慰安婦被害者法改正案に対し
韓国女性団体などが相次ぐ批判

 この法案の発議に関し、元慰安婦の李容洙(イ・ヨンス)氏は、「被害者を保護するといいながら、なぜ団体が法案に入っているのか、被害者当事者には聞こうともせず、おばあさんをまたないがしろにした」「私が挺対協(正義連の前身)について真実を話したことも法を犯したことになるのか」と疑念を呈した。また、尹議員が発議者に加わっていることに「反省がない」として強い怒りを隠さなかった。

 李氏は昨年5月、「挺対協が募金で集めたお金をおばあさんのために使わなかった」という趣旨で問題提起をし、その後不正会計や不正流用の疑惑などが浮上した。
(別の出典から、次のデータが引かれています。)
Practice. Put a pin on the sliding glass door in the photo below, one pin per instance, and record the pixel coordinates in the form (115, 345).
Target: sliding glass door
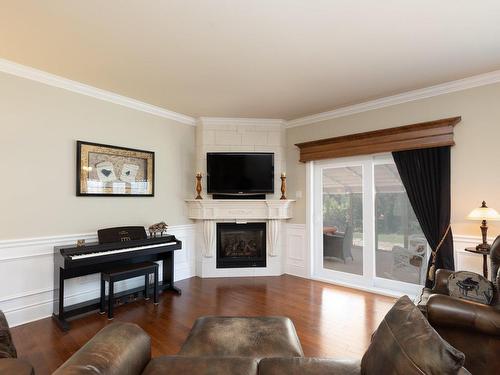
(365, 231)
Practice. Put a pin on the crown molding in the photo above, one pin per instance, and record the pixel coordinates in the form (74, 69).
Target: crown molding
(33, 74)
(242, 121)
(428, 92)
また、尹議員の娘が米国の音楽大学に留学した費用の出所についても疑問が提起されている。

 韓国女性団体協議会に所属する60の女性団体は24日に共同声明を出し、「この法案はわずか10日前に文在寅大統領が『被害者中心の問題解決』を約束したメッセージに正面から背く行動」とし「尹議員と一部与党議員は本当に図々しく、嘆かわしいばかり」と批判した。さらに「日帝の暴圧的人権蹂躙(じゅうりん)事件である慰安婦制度によって多くの女性たちが苦痛を味わってきたのに、これを利用して富を蓄積し、法を犯す行為に及んだ団体の代表者らをどうして保護しようとするのか」と主張した。

 尹議員は正義連理事長だった当時、元慰安婦の吉元玉(キル・ウォノク)さんの心身障害を利用して寄付させた容疑などで裁判を受けている被告人であり、その人が発議者に加わったことは、元慰安婦の真実を歪曲(わいきょく)する行為を防ごうとする法案の趣旨にも反するとの見方がある。

野党からは痛烈な批判
与党内で冷ややかな反応も

 元喜龍(ウォン・ヒリョン)前済州道知事は「『立法暴走』で民主党は自らに『免罪符』を与えている」「被害者のための立法であるふりをしながら、結局自身らを保護するための立法だけに取り組んでいる」と批判した。

 劉承ミン(ユ・スンミン)前議員の報道官は、「いっそ『犯罪者保護法』『恐喝犯優待法』を作った方が底意に合致する」「被害者、遺族、または日本軍慰安婦関連団体の名誉を最も傷つけたものは尹議員」「尹議員は議員職を辞任せよ」と怒りをあらわにした。